Variants mean more choices
IT WAS just in April that Samsung began selling its flagship Galaxy S4 smartphone in Singapore.
But, wait, didn't a water-resistant version of the phone, called the S4 Active, as well as a smaller variant, the S4 mini, hit stores earlier this month?
And isn't there a camera-smartphone hybrid, called the S4 zoom, due here in the third quarter of this year?
Confused? Well, you'd better get used to it, because other phone-makers are coming up with variants of their flagships, too.
HTC unveiled a smaller version of its April flagship release, the HTC One, about a week ago. It's uncertain when the One mini will be sold here, but it's slated to be available globally from September.
Nokia also began retailing the Lumia 925 a week ago, a slimmer and lighter version of the Lumia 920 phone from last December. In the United States, another version called the Lumia 928, with a tweaked design and a more-plastic build than the aluminium-lined 925, was released in May.
In this year's third quarter, Sony's Xperia Z Ultra, an even-larger version of March's Xperia Z, will hit Singapore stores. This comes after the release of April's less-premium version of the flagship, called the Xperia ZL.
There's also this month's LG Optimus G Pro, a phablet (sort of) take on February's Optimus G.
Hardware-wise, the Lumia 925 is fairly similar to the Lumia 920, with some improvements and a tweaked design.
Others, such as the S4 zoom and mini, differ in their technical specifications.

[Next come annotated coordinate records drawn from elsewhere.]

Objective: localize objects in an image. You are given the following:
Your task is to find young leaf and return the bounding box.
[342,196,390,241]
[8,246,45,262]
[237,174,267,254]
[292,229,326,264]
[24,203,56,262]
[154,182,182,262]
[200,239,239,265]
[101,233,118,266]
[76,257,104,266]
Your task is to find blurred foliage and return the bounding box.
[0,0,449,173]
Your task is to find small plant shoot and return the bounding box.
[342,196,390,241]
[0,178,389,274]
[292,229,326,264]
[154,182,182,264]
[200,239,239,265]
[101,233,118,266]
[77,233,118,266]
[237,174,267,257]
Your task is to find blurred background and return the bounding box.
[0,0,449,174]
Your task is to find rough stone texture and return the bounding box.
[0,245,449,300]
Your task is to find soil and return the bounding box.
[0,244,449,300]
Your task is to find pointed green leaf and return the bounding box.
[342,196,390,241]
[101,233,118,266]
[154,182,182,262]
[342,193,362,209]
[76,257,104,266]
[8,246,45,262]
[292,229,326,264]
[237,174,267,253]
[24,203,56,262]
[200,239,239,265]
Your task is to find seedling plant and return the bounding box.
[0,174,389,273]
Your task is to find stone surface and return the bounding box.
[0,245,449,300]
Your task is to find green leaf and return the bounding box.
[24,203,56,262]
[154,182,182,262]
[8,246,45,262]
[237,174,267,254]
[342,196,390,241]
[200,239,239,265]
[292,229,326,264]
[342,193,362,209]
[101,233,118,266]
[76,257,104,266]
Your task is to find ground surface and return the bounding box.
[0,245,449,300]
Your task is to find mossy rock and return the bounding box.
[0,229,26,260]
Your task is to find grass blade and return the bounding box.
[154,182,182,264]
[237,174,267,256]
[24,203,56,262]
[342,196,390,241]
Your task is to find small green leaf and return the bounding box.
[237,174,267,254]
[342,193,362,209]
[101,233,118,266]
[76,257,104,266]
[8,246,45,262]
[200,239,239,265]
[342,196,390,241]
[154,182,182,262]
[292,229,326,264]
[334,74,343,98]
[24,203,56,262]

The S4 zoom has a camera lens popping out of the phone's back, while its front looks like the original S4.
Alternative versions of flagship phones aren't new. In February, we saw the mini version of last year's Samsung's Galaxy S III. Firms have also released phones with similar designs or updated versions of their flagships.
But what's different now is that there are more spins on flagships, especially from Samsung. And I'm discounting alternative phone models due to technical requirements for different networks.
For some companies, like Nokia, having different versions of their flagships could help them keep mindshare among consumers, said Gartner principal research analyst Lillian Tay.
"(Phone-makers) used to come up with models once a year or once every two years. Now, they come out with something new every six months," she said.
This also stems from changing consumer expectations.
"People want new things faster, (and this has been) brought about by factors such as the Internet and rising disposable income," she said, adding that young people like to change their phones.
Companies are releasing flagship derivatives to appeal to more consumers.
Said Ms Kiranjeet Kaur, senior market analyst for client devices at IDC Asia-Pacific: "Vendors will try to leverage on the hype of the flagship, so they have variants to capture a wider customer base. Not everyone wants, or can afford, to have a top-of-the-line smartphone. Some may want something smaller."
Ms Tay said the variant trend arose from stiff competition, and is expected to continue as the phone war hots up.
Some variants could be released to guard against what competitors have come up with, she said. I'm thinking Samsung's S4 Active versus Sony's similarly-water-resistant Xperia Z.
But Ms Kaur said one downside to having variations of a flagship is that managing so many different models can be a logistics nightmare for a company. The variants could also cannibalise a phone-maker's existing products, she added.
Phone Arena reported last month that analysts were concerned over the dilution of Samsung's S4 branding because of its many models.
And won't having many versions of a flagship be confusing to customers? In a way, yes, but Ms Tay said the variants benefit consumers as they like having more choices. Consumers are also more savvy now and "handset vendors are capitalising on the savviness" with different takes on the flagship, she said.
So, if anything, consumers win in the battle for smartphone supremacy, and you can thank consumer impatience for more takes on flagship phones.